Figure 4: Scatter plot of all optimization designs
Next as Figure 5 shows, we can choose to see only the feasible designs which respect all the specified constraints. It also shows the Pareto front of optimum designs from which it is possible to pick and analyse any design.
Figure 5: Scatter plot of feasible designs
For the present study, we select the minimum profile loss point as our optimum design for further analysis and for comparison with redesign 3, as indicated in Figure 6.
Figure 6: Pareto front of optimum designs
Figure 7 reveals what changed as a result of the optimization. For the spanwise work distribution, compared to redesign 3, the optimizer attempts to reduce the work at the hub and shroud in order to suppress the hub diffusion and tip leakage respectively. Consequently, as expected, it must raise the work near the mid-span in order to maintain the overall work. The blade loading also shows a considerable change from redesign 3, and as a result the optimized blade shape is clearly very different from redesign 3 as shown alongside.
Figure 7: Comparison of spanwise work and blade loading between redesign 3 and optimized design
The results for the optimized fan are presented in Figure 8, where the TURBOdesign1 parameters reveal 16% lower overall diffusion ratio and 7% lower profile loss as a result of the optimization, without any compromise in the tip leakage loss.
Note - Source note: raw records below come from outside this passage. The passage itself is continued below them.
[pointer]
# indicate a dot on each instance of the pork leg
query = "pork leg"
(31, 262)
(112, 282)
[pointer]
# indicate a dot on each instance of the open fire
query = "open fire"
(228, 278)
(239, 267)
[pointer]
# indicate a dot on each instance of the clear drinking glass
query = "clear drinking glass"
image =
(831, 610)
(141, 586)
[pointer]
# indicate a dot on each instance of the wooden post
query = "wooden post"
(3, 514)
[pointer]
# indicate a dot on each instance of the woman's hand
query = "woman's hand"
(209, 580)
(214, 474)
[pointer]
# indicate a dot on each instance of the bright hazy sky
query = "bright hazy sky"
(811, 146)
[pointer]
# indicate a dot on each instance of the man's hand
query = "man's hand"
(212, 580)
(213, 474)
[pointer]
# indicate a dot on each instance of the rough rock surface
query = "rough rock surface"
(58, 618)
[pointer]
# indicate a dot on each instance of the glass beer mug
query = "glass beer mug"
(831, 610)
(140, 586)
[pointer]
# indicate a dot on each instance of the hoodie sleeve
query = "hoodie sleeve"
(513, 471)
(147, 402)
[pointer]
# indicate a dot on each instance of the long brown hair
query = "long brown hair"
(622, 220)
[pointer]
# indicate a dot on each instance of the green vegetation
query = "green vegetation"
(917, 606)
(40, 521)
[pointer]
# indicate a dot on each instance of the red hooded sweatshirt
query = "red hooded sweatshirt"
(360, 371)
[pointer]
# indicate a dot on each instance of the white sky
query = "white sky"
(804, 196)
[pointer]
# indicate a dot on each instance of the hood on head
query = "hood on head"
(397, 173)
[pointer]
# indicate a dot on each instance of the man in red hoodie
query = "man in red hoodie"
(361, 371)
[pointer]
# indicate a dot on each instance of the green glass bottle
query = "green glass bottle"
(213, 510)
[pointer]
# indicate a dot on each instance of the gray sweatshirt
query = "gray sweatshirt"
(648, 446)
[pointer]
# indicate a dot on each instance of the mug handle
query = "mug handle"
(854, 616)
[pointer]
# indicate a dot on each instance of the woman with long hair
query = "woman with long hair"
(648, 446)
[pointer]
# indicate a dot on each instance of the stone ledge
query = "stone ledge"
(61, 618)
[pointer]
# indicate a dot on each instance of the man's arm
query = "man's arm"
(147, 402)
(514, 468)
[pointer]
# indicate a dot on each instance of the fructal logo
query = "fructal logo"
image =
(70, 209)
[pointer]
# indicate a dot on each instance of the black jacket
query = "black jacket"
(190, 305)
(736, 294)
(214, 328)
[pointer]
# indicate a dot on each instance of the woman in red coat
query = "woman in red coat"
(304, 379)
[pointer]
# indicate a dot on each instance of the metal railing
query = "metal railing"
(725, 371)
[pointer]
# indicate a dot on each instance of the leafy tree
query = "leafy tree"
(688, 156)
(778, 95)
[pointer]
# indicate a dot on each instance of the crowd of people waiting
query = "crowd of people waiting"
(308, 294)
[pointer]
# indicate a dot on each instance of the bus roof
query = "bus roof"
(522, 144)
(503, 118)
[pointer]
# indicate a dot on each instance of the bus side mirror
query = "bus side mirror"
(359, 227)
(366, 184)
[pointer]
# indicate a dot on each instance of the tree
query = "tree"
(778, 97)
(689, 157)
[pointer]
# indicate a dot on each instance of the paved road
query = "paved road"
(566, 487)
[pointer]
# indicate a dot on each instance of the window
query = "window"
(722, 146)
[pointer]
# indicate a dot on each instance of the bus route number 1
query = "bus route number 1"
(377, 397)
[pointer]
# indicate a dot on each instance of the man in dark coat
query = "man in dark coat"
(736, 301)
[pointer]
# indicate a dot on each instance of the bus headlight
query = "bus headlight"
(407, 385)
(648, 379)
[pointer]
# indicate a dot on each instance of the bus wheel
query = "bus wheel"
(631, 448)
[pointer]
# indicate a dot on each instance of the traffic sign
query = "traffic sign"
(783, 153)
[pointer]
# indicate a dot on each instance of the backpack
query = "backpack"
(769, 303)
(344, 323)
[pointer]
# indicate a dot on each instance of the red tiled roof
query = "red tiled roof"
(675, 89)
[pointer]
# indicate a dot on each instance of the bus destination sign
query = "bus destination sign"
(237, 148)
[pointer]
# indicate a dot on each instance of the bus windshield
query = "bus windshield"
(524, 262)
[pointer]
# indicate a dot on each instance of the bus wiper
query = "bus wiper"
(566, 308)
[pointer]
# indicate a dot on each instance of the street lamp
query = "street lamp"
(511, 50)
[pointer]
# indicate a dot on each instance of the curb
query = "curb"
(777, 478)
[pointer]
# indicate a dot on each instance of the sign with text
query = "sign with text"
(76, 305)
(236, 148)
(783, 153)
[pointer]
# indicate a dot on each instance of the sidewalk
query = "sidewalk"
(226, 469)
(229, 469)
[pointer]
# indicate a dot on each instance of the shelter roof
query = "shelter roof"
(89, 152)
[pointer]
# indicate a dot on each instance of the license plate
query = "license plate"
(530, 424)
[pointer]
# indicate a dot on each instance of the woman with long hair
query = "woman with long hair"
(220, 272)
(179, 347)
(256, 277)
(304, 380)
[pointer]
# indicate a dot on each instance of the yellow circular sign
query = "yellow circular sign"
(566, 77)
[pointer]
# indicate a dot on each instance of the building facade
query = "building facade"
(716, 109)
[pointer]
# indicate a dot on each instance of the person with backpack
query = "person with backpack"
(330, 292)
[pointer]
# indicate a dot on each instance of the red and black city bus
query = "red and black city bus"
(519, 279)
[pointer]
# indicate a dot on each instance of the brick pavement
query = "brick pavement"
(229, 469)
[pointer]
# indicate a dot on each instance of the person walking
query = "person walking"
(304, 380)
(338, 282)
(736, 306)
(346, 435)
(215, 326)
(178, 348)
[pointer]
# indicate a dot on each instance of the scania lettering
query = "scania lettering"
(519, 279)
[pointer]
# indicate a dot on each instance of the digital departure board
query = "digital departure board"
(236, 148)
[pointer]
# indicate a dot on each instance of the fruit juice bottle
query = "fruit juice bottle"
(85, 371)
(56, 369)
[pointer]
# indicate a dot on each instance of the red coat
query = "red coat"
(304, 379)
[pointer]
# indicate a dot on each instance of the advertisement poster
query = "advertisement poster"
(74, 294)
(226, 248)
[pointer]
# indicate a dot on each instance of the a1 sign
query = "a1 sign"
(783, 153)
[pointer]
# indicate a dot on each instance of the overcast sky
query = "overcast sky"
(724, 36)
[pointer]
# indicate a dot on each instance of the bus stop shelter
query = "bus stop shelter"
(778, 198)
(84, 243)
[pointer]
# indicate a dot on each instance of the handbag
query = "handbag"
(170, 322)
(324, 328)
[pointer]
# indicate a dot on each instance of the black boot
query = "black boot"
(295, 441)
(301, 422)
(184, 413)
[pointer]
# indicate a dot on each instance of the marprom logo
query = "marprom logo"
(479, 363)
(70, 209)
In addition, the front view of the different designs clearly shows that whereas there was significant blade overlap in the baseline fan and redesign 3, it is completely avoided in the optimized impeller as a result of the specified constraint on UD_overlapping. When CFD analysis is performed on the optimized geometry, there is a further improvement in the total-to-total efficiency of 1.6% point, bringing it even closer to the meanline estimate of 92% and resulting in a 21% increase in the total pressure rise.
Finally, CFD runs are performed on the optimized design at three operating points (90%, 100% and 110% of the design flow rate) and the performance plots are shown in Figure 9. Clearly, the total-to-total efficiency is improved over the entire operating range considered. Furthermore, while redesign 3 achieves peak efficiency at 90% mass flow rate hinting at an undersized throat, the optimized design peaks at the design mass flow rate (1.58 kg/s) indicating that it has the correct throat area. A consistent increase in the total pressure rise over the operating range can also be observed.
Here's a Live Demo of the Automatic Optimization for Axial Fans
The study demonstrates that using direct optimization with purely the TURBOdesign1 output parameters and output velocity field, it is possible to drive a very quick optimization that can then be verified with CFD. This is because the geometry can be defined with very few parameters, and including blade loading parameters in optimizations is easily achievable. The study also proves that the inviscid flow parameters from TURBOdesign1 correlate strongly with the viscous performance predictions from CFD. As a result, an optimized fan design was obtained in merely an hour, and compared to the manually redesigned fan, both pressure rise and efficiency were further increased over the entire operating range considered.